Well, there are, and they’re the ones with a lot of fruit and vegetables, according to research published by the US National Academy of Sciences (NAS).
The study examined the health of more than 1.5 million people who had a healthy diet and were also vegan for one year.
Researchers found that those who ate more fruits and vegetables than processed foods and meat were more likely to be physically active and to live longer.
Vegans were also healthier than nonvegans, as well as having a lower risk of heart disease, type 2 diabetes, and cancer.
“Vegetarians are a small segment of the population, but they’re a substantial group,” said lead author Susanne Wehner, a researcher in the NAS Department of Nutrition and Food Science.
“The study is a step in the right direction to show that there are a lot more people who are vegan than there are vegans.”
The researchers looked at the diet of more, but not all, of the 1.6 million people, looking for a mix of fruits and veggies that varied from meat to no meat.
They found that vegans ate the same amount of fruits as meat eaters, but had about half as many fruits.
Vegers also ate more vegetables, but about one-third of them had less than one cup per day.
The researchers also looked at how much fruit and vegetable a person consumed, as a percentage of their total daily calories.
For example, vegetarians ate more than one-fourth of their daily calories from fruits and greens, compared to about one third of their calories from meat.
Vegetarians also had more vitamin D than meat eatters, and a lower incidence of heart and kidney disease, diabetes, cancer, and obesity.
But, vegetians also had a lower prevalence of depression, as did vegans.
The research was published in the Journal of Nutrition.
More than half of the people surveyed reported consuming more than 30 grams of fruits per day, compared with only about 20 grams for veg eaters.
Vegetarian vegans also had fewer obesity-related problems than meat and poultry eaters and were less likely to smoke, drink alcohol, and use illicit drugs.
Vegos also had lower levels of total cholesterol, which is a risk factor for heart disease and other diseases.
The study found that vegetarian vegans were more healthy than non-vegan vegetarians, and had lower risks of cancer, diabetes and stroke, and were more physically active.
The USDA recommends that people limit their consumption of processed meats and processed fruits to 1.25 ounces of meat and 1 ounce of fruits each day, and reduce their consumption to zero if they have diabetes or heart disease.
Veggans were also less likely than non vegans to use tobacco or other tobacco products, according a USDA statement.
“While the number of vegans in the United States is growing, we still have a long way to go,” Wehner said.
“Vegans are in the minority in this country, and their numbers are on the rise.

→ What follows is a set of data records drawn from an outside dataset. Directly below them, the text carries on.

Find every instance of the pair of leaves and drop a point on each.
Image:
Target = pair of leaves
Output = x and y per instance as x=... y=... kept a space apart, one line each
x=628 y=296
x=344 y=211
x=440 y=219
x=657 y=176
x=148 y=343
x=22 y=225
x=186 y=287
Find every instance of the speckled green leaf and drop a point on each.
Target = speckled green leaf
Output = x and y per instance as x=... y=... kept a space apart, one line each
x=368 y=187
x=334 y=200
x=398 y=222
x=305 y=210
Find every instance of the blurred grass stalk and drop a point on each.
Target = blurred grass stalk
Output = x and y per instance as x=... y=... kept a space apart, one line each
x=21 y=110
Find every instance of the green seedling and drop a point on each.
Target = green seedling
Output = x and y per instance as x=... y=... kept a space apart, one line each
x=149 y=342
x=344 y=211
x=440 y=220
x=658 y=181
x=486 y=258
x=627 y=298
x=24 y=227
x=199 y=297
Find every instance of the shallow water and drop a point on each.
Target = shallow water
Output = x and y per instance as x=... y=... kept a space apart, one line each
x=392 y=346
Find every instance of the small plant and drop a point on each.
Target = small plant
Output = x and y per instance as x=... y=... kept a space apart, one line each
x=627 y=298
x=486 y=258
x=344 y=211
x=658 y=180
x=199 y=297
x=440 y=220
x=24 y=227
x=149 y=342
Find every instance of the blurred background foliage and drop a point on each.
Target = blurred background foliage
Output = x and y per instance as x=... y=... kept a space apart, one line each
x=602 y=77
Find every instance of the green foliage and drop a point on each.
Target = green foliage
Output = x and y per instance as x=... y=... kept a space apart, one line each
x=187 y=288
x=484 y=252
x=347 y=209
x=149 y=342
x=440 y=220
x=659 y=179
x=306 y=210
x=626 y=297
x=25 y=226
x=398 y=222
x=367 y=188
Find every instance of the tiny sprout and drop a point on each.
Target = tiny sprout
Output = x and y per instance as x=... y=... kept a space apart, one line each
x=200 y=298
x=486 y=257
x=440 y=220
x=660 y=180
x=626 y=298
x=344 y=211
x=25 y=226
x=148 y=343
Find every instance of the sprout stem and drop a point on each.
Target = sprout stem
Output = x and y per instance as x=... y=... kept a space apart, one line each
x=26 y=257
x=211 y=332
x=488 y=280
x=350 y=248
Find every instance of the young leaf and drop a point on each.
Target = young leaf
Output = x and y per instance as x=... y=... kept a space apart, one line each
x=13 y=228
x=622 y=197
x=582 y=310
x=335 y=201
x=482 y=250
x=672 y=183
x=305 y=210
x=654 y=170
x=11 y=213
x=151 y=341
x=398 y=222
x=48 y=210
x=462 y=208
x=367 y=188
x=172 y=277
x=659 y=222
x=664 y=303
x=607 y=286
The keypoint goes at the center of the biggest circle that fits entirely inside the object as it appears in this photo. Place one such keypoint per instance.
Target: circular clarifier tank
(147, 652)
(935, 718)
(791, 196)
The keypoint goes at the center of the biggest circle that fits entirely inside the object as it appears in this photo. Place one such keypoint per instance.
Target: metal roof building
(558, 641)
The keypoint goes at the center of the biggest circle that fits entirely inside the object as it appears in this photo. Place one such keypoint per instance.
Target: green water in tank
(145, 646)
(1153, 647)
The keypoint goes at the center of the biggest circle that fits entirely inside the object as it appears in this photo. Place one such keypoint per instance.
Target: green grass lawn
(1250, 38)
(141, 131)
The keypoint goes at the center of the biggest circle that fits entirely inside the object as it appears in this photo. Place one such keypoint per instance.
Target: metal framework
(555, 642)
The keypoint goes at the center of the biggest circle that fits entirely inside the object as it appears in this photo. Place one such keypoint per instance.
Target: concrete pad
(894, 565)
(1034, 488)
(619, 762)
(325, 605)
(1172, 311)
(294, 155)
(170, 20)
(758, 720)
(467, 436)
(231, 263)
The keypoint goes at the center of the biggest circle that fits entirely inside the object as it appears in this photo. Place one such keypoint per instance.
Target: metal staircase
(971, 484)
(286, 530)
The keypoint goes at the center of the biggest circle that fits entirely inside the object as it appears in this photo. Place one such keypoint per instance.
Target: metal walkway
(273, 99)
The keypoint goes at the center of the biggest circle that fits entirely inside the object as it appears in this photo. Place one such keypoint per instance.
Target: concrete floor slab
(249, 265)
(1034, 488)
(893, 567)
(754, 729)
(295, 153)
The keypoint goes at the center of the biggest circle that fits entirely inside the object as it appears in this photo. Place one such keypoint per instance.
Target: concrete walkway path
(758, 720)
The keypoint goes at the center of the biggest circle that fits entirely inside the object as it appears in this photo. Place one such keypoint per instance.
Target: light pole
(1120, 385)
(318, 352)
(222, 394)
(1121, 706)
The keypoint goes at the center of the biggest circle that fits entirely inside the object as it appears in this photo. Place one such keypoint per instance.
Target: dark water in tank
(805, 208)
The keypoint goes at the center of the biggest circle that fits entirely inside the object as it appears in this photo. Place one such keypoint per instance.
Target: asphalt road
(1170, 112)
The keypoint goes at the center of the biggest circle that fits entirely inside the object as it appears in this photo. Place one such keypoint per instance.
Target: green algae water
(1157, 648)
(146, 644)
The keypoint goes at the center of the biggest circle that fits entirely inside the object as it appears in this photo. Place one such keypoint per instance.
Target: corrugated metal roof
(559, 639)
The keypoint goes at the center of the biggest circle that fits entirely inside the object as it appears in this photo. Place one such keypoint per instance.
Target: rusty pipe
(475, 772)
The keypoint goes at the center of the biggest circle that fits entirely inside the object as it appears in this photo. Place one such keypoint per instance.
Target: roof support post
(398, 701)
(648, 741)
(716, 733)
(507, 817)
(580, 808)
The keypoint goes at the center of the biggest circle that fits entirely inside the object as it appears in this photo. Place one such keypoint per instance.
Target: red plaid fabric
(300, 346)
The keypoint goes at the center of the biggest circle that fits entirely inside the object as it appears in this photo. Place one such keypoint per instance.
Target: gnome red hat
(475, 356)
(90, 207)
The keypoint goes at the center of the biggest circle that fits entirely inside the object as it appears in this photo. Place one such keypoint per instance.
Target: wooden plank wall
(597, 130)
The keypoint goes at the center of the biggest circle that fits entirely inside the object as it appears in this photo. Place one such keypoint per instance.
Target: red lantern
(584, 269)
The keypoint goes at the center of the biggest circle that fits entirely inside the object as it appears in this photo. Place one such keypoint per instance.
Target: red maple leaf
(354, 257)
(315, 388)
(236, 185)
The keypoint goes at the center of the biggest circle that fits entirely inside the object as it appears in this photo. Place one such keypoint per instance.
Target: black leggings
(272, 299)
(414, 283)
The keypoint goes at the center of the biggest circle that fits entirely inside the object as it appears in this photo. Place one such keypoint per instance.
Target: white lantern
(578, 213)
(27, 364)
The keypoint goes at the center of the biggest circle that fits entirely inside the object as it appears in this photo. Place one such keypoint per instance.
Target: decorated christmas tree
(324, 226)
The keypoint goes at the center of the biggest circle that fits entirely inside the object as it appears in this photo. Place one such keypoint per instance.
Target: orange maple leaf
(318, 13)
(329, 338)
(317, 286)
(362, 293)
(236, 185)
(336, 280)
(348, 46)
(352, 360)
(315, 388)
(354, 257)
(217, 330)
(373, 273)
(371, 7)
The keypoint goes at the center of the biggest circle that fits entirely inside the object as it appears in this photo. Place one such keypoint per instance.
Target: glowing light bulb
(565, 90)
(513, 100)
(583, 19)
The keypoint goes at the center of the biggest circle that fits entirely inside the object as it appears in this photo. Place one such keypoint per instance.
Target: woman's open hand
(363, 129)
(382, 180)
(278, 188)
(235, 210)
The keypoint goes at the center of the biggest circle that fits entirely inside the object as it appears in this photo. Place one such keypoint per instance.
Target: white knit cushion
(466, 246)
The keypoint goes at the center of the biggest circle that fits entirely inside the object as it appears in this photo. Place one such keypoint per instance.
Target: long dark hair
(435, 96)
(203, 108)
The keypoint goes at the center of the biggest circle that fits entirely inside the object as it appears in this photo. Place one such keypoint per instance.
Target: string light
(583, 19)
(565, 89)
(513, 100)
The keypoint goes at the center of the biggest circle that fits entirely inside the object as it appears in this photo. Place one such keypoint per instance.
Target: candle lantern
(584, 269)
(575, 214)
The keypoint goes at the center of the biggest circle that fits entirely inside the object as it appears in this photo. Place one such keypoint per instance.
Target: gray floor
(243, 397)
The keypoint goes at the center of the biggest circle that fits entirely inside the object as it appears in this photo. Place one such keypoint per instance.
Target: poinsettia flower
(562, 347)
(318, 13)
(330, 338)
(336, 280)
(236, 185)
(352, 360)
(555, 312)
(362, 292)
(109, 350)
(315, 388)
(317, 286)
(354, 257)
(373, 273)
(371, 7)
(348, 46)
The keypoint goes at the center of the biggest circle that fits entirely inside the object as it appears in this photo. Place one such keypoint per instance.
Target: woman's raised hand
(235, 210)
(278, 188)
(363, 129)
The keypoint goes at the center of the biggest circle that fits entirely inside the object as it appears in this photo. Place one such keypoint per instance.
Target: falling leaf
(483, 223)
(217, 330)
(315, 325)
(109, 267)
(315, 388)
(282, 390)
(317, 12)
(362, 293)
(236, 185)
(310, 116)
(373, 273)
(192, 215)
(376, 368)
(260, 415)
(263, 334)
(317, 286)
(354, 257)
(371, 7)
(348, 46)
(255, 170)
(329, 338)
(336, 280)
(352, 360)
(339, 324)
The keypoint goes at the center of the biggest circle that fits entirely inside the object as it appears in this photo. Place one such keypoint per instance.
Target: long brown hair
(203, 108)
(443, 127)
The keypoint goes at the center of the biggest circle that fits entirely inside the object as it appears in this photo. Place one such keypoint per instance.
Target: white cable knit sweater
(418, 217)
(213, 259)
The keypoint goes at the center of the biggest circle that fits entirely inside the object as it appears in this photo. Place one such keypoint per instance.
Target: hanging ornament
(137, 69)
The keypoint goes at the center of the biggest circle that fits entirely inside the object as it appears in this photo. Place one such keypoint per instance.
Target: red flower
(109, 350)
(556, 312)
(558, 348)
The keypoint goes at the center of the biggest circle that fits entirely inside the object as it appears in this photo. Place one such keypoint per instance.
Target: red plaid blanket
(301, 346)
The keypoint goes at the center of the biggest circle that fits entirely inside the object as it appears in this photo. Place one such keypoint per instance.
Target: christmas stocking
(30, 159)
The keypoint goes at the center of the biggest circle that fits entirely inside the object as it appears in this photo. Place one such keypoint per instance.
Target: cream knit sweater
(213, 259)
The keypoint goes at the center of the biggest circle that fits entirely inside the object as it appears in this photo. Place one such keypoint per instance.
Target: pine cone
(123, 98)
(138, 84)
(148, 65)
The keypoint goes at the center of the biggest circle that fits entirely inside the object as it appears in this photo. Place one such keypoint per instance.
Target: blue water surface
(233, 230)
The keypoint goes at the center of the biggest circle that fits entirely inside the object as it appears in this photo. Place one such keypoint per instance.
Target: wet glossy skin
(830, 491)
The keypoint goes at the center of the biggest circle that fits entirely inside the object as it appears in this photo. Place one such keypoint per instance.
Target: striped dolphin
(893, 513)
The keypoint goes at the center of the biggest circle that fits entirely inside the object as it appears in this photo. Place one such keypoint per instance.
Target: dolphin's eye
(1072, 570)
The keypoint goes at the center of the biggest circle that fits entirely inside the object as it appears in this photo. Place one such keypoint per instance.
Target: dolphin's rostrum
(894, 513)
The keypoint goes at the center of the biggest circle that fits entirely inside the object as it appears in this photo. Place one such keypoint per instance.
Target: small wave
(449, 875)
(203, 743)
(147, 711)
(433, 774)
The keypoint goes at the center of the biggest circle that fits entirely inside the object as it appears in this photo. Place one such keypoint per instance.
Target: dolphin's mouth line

But this study suggests that people who choose a vegetarian diet and have a healthy lifestyle should still consider the health benefits of fruits, vegetables, and legumes.
The good news is that we can eat a lot, and that our health is much better when we eat the right amount of fruit, vegetables and legume foods.”
To learn more about healthy eating, check out our list of the healthiest foods on Earth.
If you or anyone you know is interested in becoming a vegan, check with your doctor to learn more.
The U.S. Department of Agriculture recommends eating meat and fish only once a week, as part of a balanced diet.
The recommended daily allowance of sodium is about 300 milligrams, while the recommended daily intake of potassium is about 1,300 milligram.